There doesn’t seem to be one term in Sanskrit that captures just what we mean by the term “patience.” Abhaya points to the fearlessness that patience sometimes requires, and dhairya denotes firmness or steadiness, which captures another aspect of patience. But kshama may be closest, as it can mean forbearance, a term often used in English as a synonym for patience. Like most Sanskrit terms, however, it’s meaning is layered, for it also means forgiveness.

So to have patience with yourself or another person is not only to forebear frustration, or discomfort, or whatever feeling the situation triggers in you, but to also forgive. How difficult, but how beautiful.

Even with our more basic understanding of patience, we tend to find it difficult to cultivate. We’re problem-solvers, sure. But yoga philosophy suggests an even deeper root: attachment. Our setting of expectations, and our attachment to finding “solutions”—especially solutions outside of us—precede the problem-solving. We wonder why we’re not happy, and turn to certain other people or things to solve the problem. When that doesn’t work, we turn to yet more people—or jobs, or cities, or pieces of pie, or whatever.
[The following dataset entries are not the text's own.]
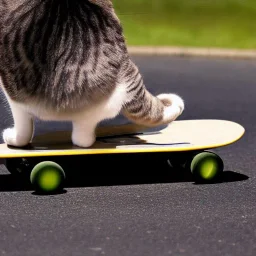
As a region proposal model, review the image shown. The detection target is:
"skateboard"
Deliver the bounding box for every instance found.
[0,119,245,193]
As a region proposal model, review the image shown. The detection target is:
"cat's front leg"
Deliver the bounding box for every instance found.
[3,102,34,147]
[72,120,97,148]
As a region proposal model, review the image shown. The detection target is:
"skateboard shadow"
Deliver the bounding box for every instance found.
[0,153,249,192]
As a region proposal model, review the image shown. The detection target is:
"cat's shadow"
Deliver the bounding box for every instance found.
[0,153,249,194]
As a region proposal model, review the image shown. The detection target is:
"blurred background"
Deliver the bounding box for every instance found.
[113,0,256,49]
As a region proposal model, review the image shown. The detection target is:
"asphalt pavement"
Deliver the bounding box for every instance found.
[0,56,256,256]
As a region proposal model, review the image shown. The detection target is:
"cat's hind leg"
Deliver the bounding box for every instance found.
[2,100,34,147]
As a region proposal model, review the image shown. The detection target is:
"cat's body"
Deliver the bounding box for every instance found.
[0,0,184,147]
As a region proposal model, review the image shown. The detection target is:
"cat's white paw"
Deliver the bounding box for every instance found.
[157,93,185,114]
[3,128,30,147]
[72,133,95,148]
[157,94,185,123]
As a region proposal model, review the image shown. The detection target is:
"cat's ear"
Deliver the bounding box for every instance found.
[88,0,113,9]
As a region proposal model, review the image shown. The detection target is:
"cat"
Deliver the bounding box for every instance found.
[0,0,184,148]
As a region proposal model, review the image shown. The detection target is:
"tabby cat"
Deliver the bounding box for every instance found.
[0,0,184,147]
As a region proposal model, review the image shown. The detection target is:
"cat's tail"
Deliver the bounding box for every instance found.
[122,61,184,127]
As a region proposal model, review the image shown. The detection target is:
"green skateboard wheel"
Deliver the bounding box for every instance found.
[190,152,224,181]
[30,161,65,193]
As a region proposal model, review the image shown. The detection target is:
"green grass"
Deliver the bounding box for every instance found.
[113,0,256,49]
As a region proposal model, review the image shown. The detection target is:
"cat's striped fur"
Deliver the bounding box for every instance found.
[0,0,184,147]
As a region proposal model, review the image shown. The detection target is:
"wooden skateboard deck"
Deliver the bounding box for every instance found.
[0,119,245,158]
Why? Kurtz and Ketcham suggest that we’re intolerant of ambiguities and we deny our own ambivalences. I think they are on to something. We’re uncomfortable in that place of suspension, feeling an equal pull between two opposites. We’re uncomfortable fluctuating between what strikes us true but what could be false, between something we find both attractive and unattractive. When we’re stuck in the middle of a river, we tend to call whichever bank seems closest the “right” or “best” bank.
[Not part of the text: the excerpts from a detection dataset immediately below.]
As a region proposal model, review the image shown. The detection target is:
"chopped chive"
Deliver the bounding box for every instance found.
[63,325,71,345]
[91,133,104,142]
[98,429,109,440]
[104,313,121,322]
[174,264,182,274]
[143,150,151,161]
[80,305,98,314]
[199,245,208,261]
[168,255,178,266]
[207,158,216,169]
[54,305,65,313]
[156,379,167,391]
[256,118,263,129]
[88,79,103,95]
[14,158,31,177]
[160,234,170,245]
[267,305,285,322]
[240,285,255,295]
In our meditation practice, this intolerance can show up as giving up on certain techniques or sitting postures—or giving up the practice altogether—when we don’t experience exactly what we expect. But of all things, meditation puts us face to face with mystery, and to complicate this mystery, we often look to meditation to answer our most anguished questions: Who am I? What is my purpose? And so meditation is the quintessential activity for the cultivation of patience. Journeying into—and beyond—the unconscious mind, with all the other things that this requires and entails, means bumping into ambiguity after ambiguity after ambiguity. And while we can learn of the meditative experiences of others, ultimately our own experiences will be absolutely unique. Others can provide a kind of roadmap, but we must take the steps. What those steps will be like for each of us depends on who we are. And self-discovery takes patience.

I don’t mean to suggest that we should stick with something or someone if it isn’t working for us or if it’s harmful. But as one of my teachers is fond of saying, the mind is like a laboratory, and as meditators, we are scientists of the mind. The best scientists don’t assume what they’ll see; they formulate hypotheses. They don’t demand solutions; they test and observe. And then they test and observe again. This technique of problem-solving doesn’t crowd out patience; rather, it requires it and allows it to flourish. And it helps scientists see their way forward.

These days, as I take my meditation seat, I practice that kind of patience, the patience of the explorer, the patience of the scientist. I test and observe and forgive myself my flares of impatience, all the while keeping an eye on the roadmap of the great meditators who say that, as one practices in this way, the highest part of the mind, the buddhi, the intuitive intelligence, helps guide the way.